Tutto ciò contribuisce a spiegare l’ascesa apparentemente irresistibile dell’Isis, lo Stato islamico della Siria e dell’Iraq, che ora si è spinto fino alle coste della Libia e cerca alleanze, in regime di franchising, in mezzo mondo, dal Ciad alla Nigeria di Boko Haram, dal sud della Tunisia e dell’Algeria al Sinai e allo Yemen. Come spiega molto bene Patrick Cockburn in L’ascesa dello stato islamico. Il ritorno del Jihadismo (Stampa alternativa, febbraio 2014), il dilagare dello jihadismo sarebbe incomprensibile senza il ruolo trentennale dell’occidente nei sussulti di un mondo che va da Tangeri alla Cina. Più di altri saggi che stanno uscendo in queste settimane (Domenico Quirico, Il grande califfato, Neri Pozza, e Maurizio Molinari, Il Califfo del terrore, Rizzoli), Cockburn insiste sull’implicazione di fattori micro e macro nel «sorprendente» successo del Califfo.
Se l’Isis si nutre di una concezione medievale dell’Islam (peraltro identica a quella dei sauditi) ed è capace di amministrare bene, come sostiene Molinari, cioè di imporre l’ordine assoluto nel territori conquistati, è anche vero che le armi e i denari necessari alla conquista provengono dalla Turchia, dal Qatar e dall’Arabia Saudita (e indirettamente dall’occidente). Non c’è alcuna meraviglia nel fatto che iracheni e siriani, stremati da guerre civili interminabili, preferiscano alla morte quotidiana l’ordine cupo ma stabile del Califfo. Lo stesso era successo in Afghanistan con i talebani prima dell’11 settembre 2001. Ma quello che conta è che il petrolio iracheno e siriano, e i tank e gli Humvee destinati all’esercito di Baghdad, finiscono nelle mani del Califfo.
Coreografia del terrore
Un altro aspetto decisivo dell’analisi di Cockburn è sfatare la leggenda del «primitivismo» dell’Isis. Il fanatismo, le esecuzioni dei prigionieri, le decapitazioni degli ostaggi, l’applicazione selvaggia della sharia sono del tutto compatibili con un uso sapiente dei mezzi di comunicazione, dei video e soprattutto dei social network. Se i video raccapriccianti, immediatamente diffusi in tutto il mondo, hanno l’effetto di terrorizzare e demotivare i soldati governativi e nemici, iracheni, siriani e oggi libici, Twitter e Facebook sono piattaforme ideali per la propaganda e il reclutamento. I messaggi che spingono ceceni, tunisini, libici e sunniti di ogni origine (ma anche francesi, inglesi, americani) ad arruolarsi nell’Isis saranno semplicistici (il sacrificio di sé in nome di Dio, l’odio per la corruzione occidentale e per l’erotismo e così via), ma potenti e soprattutto efficaci. Così, con un paradosso apparente, l’occidente offre ai suoi nemici l’impiego della stessa tecnologia e degli stessi mezzi di comunicazione. E questo vale anche per l’estetica e la coreografia.
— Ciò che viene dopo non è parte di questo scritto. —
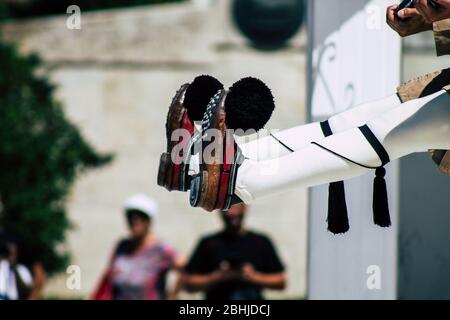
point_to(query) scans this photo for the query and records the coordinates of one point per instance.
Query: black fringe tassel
(337, 209)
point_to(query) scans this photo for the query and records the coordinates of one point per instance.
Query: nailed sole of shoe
(172, 176)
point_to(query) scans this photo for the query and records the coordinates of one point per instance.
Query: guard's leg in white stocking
(415, 126)
(284, 142)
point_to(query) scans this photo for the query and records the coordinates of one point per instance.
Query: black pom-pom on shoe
(249, 105)
(198, 95)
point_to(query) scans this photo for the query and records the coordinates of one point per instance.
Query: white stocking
(415, 126)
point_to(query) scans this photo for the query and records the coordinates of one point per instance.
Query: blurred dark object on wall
(33, 8)
(268, 23)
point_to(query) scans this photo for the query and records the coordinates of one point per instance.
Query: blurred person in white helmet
(140, 263)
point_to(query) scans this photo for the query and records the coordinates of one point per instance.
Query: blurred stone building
(116, 77)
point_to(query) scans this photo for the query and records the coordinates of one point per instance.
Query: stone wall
(116, 77)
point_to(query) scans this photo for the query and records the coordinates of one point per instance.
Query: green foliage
(46, 7)
(41, 153)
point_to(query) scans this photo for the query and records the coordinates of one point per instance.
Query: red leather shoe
(247, 105)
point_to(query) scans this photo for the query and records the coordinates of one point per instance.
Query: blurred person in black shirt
(235, 263)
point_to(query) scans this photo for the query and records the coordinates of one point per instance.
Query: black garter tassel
(381, 216)
(337, 209)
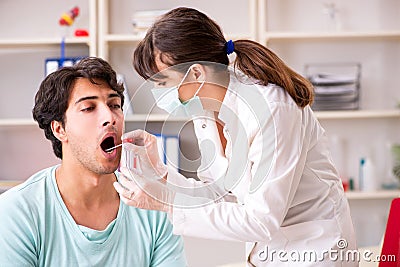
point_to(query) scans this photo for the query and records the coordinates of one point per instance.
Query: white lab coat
(274, 187)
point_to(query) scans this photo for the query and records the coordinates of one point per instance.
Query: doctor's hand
(143, 193)
(144, 146)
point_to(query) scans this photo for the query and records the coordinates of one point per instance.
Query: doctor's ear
(58, 131)
(199, 72)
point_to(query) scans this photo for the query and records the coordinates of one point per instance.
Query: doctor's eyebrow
(113, 95)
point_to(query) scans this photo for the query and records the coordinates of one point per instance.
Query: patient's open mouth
(107, 144)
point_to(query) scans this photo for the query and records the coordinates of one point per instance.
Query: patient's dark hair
(186, 35)
(51, 100)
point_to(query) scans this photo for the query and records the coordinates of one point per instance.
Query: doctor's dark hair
(186, 35)
(51, 100)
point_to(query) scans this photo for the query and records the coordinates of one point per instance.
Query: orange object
(81, 32)
(67, 19)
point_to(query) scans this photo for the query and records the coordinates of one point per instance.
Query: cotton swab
(112, 148)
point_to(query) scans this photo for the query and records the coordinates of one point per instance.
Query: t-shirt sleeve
(17, 236)
(168, 248)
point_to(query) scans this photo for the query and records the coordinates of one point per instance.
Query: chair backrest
(391, 242)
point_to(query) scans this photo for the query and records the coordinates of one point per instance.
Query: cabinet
(304, 32)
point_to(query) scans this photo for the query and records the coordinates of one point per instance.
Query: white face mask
(168, 100)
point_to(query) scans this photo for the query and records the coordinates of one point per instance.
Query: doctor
(266, 176)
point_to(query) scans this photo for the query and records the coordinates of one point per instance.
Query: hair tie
(229, 46)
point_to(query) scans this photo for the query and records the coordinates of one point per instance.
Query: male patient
(70, 214)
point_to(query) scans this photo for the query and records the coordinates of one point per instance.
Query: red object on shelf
(67, 19)
(81, 32)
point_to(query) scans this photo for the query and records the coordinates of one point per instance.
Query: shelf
(124, 38)
(155, 118)
(17, 122)
(358, 114)
(330, 35)
(12, 43)
(382, 194)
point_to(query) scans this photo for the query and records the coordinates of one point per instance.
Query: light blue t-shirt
(36, 229)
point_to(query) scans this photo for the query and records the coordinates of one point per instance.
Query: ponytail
(186, 35)
(259, 62)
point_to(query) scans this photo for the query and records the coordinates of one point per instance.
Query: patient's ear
(199, 72)
(58, 131)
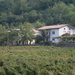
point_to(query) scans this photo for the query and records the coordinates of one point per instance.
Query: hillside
(47, 12)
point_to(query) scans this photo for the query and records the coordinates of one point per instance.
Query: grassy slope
(38, 60)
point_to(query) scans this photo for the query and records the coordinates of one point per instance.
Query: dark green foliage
(45, 11)
(36, 60)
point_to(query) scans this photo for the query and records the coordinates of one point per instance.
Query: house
(56, 30)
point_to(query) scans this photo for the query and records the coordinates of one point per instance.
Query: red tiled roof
(53, 27)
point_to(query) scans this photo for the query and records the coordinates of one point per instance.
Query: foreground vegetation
(38, 60)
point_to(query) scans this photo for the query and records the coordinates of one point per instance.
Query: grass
(37, 60)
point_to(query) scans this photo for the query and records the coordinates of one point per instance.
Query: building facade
(56, 30)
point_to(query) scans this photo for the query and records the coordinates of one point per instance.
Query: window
(53, 32)
(53, 38)
(64, 28)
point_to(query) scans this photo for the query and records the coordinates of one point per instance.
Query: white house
(57, 30)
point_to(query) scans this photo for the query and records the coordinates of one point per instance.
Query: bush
(47, 43)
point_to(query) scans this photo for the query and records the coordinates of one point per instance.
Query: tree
(59, 11)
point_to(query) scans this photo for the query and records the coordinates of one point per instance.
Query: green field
(37, 60)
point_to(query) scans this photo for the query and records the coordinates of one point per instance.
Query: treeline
(47, 12)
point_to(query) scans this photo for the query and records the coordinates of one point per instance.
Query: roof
(55, 27)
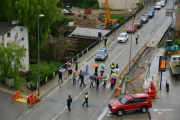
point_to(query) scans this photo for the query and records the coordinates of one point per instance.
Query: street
(53, 106)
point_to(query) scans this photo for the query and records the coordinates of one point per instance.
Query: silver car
(123, 37)
(145, 18)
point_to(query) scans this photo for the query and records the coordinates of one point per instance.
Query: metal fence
(78, 56)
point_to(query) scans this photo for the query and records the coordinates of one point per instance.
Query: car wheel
(120, 112)
(144, 109)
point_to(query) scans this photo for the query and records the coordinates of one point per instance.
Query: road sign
(128, 78)
(169, 12)
(162, 63)
(15, 22)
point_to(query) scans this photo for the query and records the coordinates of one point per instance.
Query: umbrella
(66, 58)
(76, 62)
(98, 77)
(95, 65)
(102, 64)
(84, 73)
(92, 77)
(62, 70)
(75, 71)
(86, 63)
(69, 68)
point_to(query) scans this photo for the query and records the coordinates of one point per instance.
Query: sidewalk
(54, 83)
(166, 106)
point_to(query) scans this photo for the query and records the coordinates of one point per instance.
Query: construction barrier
(125, 70)
(15, 96)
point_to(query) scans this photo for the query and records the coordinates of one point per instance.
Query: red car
(131, 28)
(140, 101)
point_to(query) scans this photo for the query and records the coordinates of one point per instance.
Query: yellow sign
(128, 78)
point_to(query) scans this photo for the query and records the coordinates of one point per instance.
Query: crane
(108, 20)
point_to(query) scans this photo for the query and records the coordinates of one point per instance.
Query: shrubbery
(45, 70)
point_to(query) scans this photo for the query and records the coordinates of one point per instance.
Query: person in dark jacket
(86, 100)
(76, 68)
(69, 101)
(82, 80)
(60, 76)
(97, 83)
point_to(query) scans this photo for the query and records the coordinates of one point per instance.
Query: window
(8, 34)
(130, 101)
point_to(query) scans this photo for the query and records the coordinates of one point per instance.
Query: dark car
(150, 14)
(145, 18)
(101, 54)
(138, 23)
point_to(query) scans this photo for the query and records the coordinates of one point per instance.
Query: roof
(5, 27)
(88, 32)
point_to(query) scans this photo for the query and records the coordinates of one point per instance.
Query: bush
(45, 70)
(177, 42)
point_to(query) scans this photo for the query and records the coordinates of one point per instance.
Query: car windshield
(137, 21)
(143, 17)
(122, 35)
(100, 52)
(122, 100)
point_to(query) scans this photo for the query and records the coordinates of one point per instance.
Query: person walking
(86, 100)
(69, 73)
(117, 66)
(97, 83)
(74, 78)
(82, 81)
(105, 40)
(60, 76)
(76, 67)
(69, 101)
(137, 39)
(112, 82)
(102, 71)
(112, 67)
(86, 68)
(92, 81)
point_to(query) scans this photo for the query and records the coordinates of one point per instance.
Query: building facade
(120, 4)
(18, 34)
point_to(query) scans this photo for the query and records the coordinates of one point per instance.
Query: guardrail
(126, 69)
(78, 56)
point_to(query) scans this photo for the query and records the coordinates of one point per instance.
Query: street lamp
(38, 16)
(131, 45)
(125, 14)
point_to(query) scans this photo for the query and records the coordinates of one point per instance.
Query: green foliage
(45, 70)
(26, 12)
(11, 57)
(177, 42)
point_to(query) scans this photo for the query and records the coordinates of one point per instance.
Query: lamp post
(125, 14)
(38, 16)
(131, 46)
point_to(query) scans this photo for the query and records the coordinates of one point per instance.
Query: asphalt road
(53, 106)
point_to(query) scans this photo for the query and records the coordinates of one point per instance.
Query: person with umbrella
(82, 81)
(69, 101)
(112, 82)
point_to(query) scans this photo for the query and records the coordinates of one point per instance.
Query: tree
(11, 59)
(26, 12)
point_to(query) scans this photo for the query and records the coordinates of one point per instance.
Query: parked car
(131, 28)
(140, 101)
(158, 5)
(123, 37)
(101, 54)
(138, 23)
(150, 14)
(152, 9)
(163, 3)
(145, 18)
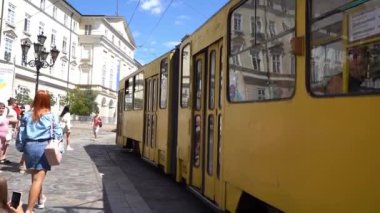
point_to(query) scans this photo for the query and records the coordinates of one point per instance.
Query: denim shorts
(34, 153)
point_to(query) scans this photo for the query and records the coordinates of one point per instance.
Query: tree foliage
(22, 96)
(52, 99)
(82, 102)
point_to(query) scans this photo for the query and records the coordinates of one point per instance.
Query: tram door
(150, 118)
(205, 121)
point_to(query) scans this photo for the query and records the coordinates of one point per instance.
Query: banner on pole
(6, 81)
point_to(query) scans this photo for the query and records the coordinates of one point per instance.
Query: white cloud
(136, 34)
(171, 44)
(181, 20)
(153, 6)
Le file di uomini in nero, mascherati e anonimi, che conducono al macello le vittime a capo chino vestite d’arancione, o le bandiere nere che garriscono in cima a una collina o sul tetto degli edifici, sono uno straordinario richiamo per chiunque cerchi un’esperienza limite, la trance dell’uccidere e dell’essere uccisi, sia che combatta nella steppe siriane e irachene, sia che s’illuda di farlo nelle strade di una metropoli europea.
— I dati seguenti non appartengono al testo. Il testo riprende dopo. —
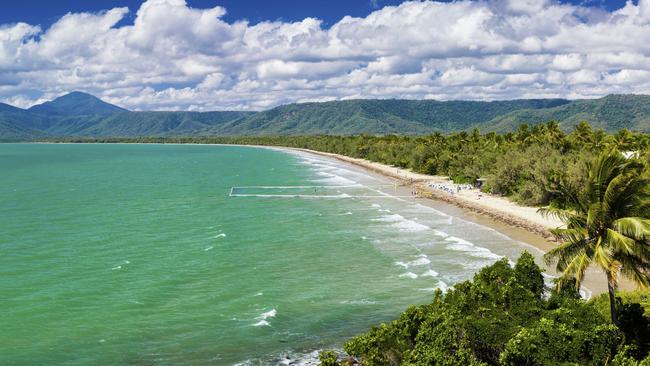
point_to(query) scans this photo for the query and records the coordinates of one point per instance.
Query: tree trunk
(612, 300)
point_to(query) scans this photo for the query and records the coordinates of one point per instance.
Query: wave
(422, 260)
(430, 273)
(269, 314)
(402, 264)
(401, 223)
(409, 275)
(358, 302)
(262, 323)
(469, 247)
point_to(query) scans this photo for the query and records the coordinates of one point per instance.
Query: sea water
(138, 255)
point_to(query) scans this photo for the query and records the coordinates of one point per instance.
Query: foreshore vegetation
(534, 166)
(596, 182)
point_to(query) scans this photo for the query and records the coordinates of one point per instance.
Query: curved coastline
(499, 213)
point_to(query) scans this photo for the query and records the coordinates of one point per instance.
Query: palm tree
(607, 225)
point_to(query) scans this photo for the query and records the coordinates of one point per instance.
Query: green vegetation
(607, 225)
(79, 114)
(502, 317)
(537, 166)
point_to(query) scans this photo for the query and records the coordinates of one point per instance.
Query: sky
(257, 54)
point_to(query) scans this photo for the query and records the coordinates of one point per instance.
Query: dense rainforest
(532, 165)
(504, 317)
(597, 182)
(81, 114)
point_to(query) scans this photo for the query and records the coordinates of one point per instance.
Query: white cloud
(177, 57)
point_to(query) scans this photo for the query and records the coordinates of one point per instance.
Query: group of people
(450, 188)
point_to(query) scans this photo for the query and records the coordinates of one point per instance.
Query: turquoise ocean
(138, 254)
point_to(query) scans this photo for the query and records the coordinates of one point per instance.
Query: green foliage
(607, 224)
(79, 114)
(501, 317)
(328, 358)
(535, 166)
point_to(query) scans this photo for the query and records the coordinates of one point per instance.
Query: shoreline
(511, 223)
(499, 213)
(497, 208)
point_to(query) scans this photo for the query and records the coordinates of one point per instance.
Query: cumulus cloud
(174, 57)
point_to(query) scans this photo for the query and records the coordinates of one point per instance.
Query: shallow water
(136, 254)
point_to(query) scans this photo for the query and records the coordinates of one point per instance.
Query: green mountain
(610, 113)
(376, 117)
(76, 104)
(80, 114)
A questa capacità comunicativa e visionaria dell’Isis corrispondono in occidente la disinformazione e la confusione di desideri e realtà. Per mesi, americani ed europei hanno ignorato ciò che avveniva tra Siria e Iraq (in sintesi, l’unificazione sotto l’Isis di una vasta zona di confine). E soprattutto hanno creduto a quello che desideravano credere, e cioè l’esistenza di un’opposizione siriana laica e filo-occidentale. Questa è stata attiva nei primi mesi della rivolta, ma, composta com’era da intellettuali e ceto medio urbano, non ha mai avuto alcun peso militare. Come ha riconosciuto cinicamente un leader Usa, «in mezzo, tra Assad e l’Isis ci sono solo i bottegai». La realtà è che, mentre in occidente si faceva il tifo per un’opposizione che non c’era, l’Isis eliminava la concorrenza, come il Free Syrian Army, e fagocitava al-Nusra e altri gruppi filo-qaedisti.
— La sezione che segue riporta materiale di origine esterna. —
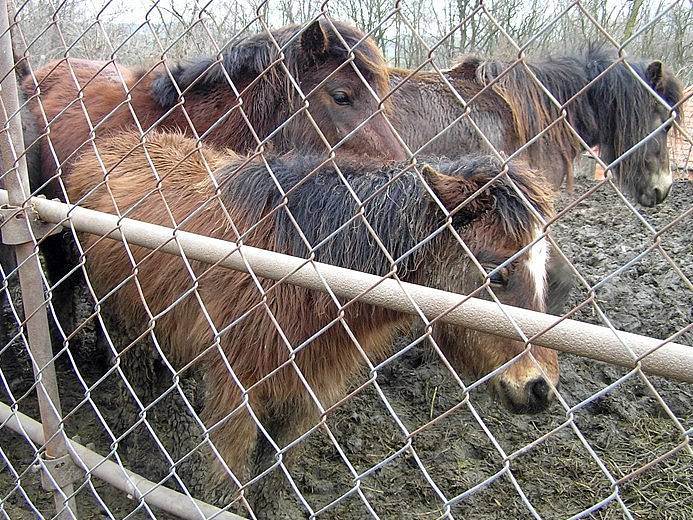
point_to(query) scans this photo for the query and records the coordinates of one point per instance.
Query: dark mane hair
(254, 55)
(610, 109)
(339, 236)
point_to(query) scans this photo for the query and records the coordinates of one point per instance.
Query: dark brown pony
(212, 98)
(260, 334)
(615, 112)
(247, 94)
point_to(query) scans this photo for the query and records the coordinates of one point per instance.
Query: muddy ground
(625, 428)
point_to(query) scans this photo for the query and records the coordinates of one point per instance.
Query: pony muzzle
(523, 395)
(658, 190)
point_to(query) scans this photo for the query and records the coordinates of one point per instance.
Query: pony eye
(499, 277)
(341, 98)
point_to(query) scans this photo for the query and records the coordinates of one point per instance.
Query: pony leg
(235, 435)
(570, 176)
(287, 423)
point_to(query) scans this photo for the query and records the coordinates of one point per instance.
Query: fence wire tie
(20, 225)
(58, 473)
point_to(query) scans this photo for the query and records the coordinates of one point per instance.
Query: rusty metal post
(58, 470)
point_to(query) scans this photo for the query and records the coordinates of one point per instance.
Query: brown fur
(253, 347)
(73, 96)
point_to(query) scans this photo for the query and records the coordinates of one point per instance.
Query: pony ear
(655, 73)
(454, 190)
(314, 40)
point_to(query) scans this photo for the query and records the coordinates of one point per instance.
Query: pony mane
(502, 195)
(398, 207)
(613, 97)
(254, 55)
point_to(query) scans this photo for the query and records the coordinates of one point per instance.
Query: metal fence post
(58, 469)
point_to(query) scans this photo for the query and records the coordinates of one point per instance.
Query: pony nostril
(658, 195)
(539, 392)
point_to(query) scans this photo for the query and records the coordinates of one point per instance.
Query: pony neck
(217, 117)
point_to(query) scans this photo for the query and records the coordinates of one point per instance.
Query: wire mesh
(417, 143)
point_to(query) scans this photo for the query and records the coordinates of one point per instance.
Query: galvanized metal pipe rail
(668, 359)
(58, 469)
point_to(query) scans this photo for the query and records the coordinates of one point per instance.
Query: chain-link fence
(303, 259)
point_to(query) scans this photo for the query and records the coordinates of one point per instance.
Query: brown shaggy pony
(506, 103)
(242, 98)
(258, 340)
La sventatezza delle due cooperanti italiane Greta e Vanessa è ben poca cosa rispetto a quella delle cancellerie e dell’opinione pubblica occidentali. Come dice Cockburn, «intendendosi di propaganda, hanno ben compreso che conveniva loro presentare le rivolte come sollevazioni innocue, ‘rivoluzioni di velluto’ guidate da un’avanguardia di blogger e utenti di twitter, anglofoni e beneducati, per convincere i cittadini dei paesi occidentali che i rivoluzionari mediorientali fossero persone in tutto e per tutto simili a loro e che quanto stava accadendo nel 2011 fosse un fenomeno simile alle rivolte anticomuniste e filoccidentali esplose nell’Europa orientale a partire dal 1989». Lo stesso si può dire della Libia. Nel 2011 mi è capitato spesso di discutere con colleghi e conoscenti di sinistra che spergiuravano sulla vittoria delle rivoluzionai arabe, senza porsi il problema di chi le finanziava e soprattutto dei rapporti di forza internazionali. Ho ancora in mente reportage di inviati improvvisati inebriati dall’avanzata dei giovani rivoltosi su Tripoli, ma che non si chiedevano chi avesse fornito loro blindati e mitragliatrici pesanti.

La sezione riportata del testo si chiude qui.